1000 Genealogy Programs on GenSoftReviews - Sun, 18 Feb 2018

GenSoftReviews reached a milestone and now has 1000 different genealogy programs listed at the site.


The numbers have been creeping up over time. GenSoftReviews started in Sept 2008 with the 355 programs I transferred over from my my old genealogy software links page. The number grew to 466 by the end of 2009.  556 for 2010, 595 for 2011, 702 for 2012, 765 for 2013, 862 for 2014, 936 for 2015, 980 for 2016, and 992 at the end of 2017.

I’m always on the lookout for new programs that can be considered to have a genealogy aspect to them. There are a number of people who suggest new programs to me from time to time, which I’m very appreciative of. If the program is active and supported and it’s not already on GenSoftReviews, I add it. If you know of any current programs not on GenSoftReviews, please let me know.

Early on, I used to delete programs from GenSoftReviews that no longer were available. But now I just mark those programs as “unsupported” and point their web address to an archive.org snapshot of what their site was, or to some other information about the program that’s still on the web. Many unsupported programs still have active users as well as reviews on GenSoftReviews, including such programs as Family Tree Maker by Ancestry, The Master Genealogist (TMG) and Personal Ancestral File (PAF).

As genealogy software expert Tamura Jones tweeted:

That’s an excellent question. There are a lot of hardworking developers out there who have created programs with their own ideas of what’s needed to help a genealogist. They all deserve a look at. Taking Tamura’s question a step further, I’d ask: “How many have you even heard of?”
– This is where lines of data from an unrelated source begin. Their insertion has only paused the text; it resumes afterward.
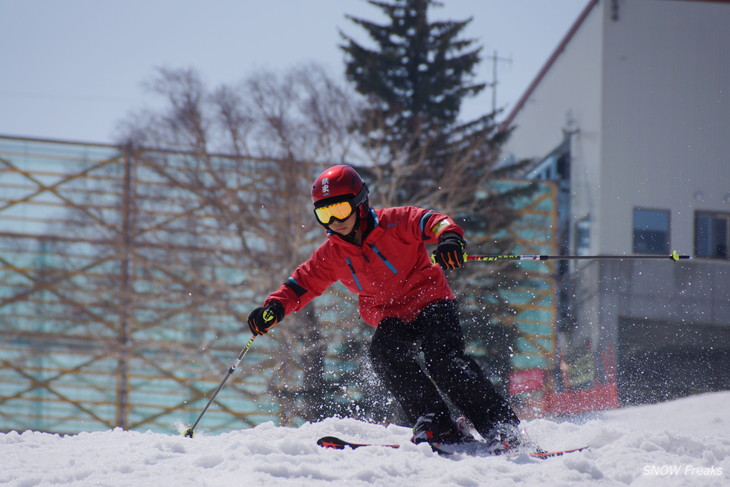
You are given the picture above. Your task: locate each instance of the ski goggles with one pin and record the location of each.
(337, 211)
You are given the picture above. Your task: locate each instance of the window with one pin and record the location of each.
(583, 235)
(711, 234)
(651, 231)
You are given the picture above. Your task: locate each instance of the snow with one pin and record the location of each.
(683, 442)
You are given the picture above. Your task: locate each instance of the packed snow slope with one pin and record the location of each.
(684, 442)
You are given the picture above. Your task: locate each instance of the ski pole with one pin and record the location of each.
(189, 431)
(674, 256)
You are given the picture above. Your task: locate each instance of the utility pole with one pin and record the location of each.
(495, 59)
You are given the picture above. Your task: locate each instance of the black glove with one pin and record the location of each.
(450, 251)
(264, 318)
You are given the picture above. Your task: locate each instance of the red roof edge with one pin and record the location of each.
(546, 67)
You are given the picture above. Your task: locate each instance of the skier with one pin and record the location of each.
(380, 254)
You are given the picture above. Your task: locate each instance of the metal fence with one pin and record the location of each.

Here’s a breakdown of the 1000 programs:

  • 466 Windows programs
  • 116 Mac programs
  • 105 Unix programs
  • 132 handheld programs (phones or tablets)
  • 389 online programs

These total 1208 because some programs run on multiple platforms.

  • 355 full featured programs that can edit and save your genealogy data.
  • 404 utility programs that read in genealogy data and do something with it.
  • 233 auxiliary programs that do some genealogical task for you.

Hmm. These total 992 and should total 1000. I’ll have to find the 8 unclassified.

  • 627 free programs
  • 287 programs you have to purchase to use.
  • 65 programs you have to pay a subscription to use.
  • 71 programs that are unsupported.

This totals 1050 because some programs have both free and purchase versions.

The 1000 programs as I write this have acquired 4926 user reviews, or an average of about 5 reviews per program. The top 10 are:

  • 560 reviews: Family Tree Maker 2008 – 2014
  • 474 reviews: My Heritage
  • 343 reviews: Family Tree Builder
  • 223 reviews: Ahnenblatt
  • 205 reviews: RootsMagic
  • 200 reviews: Geni
  • 185 reviews: WikiTree
  • 173 reviews: Legacy Family Tree
  • 150 reviews: The Next Generation (TNG)
  • 147 reviews: The Master Genealogist (TMG)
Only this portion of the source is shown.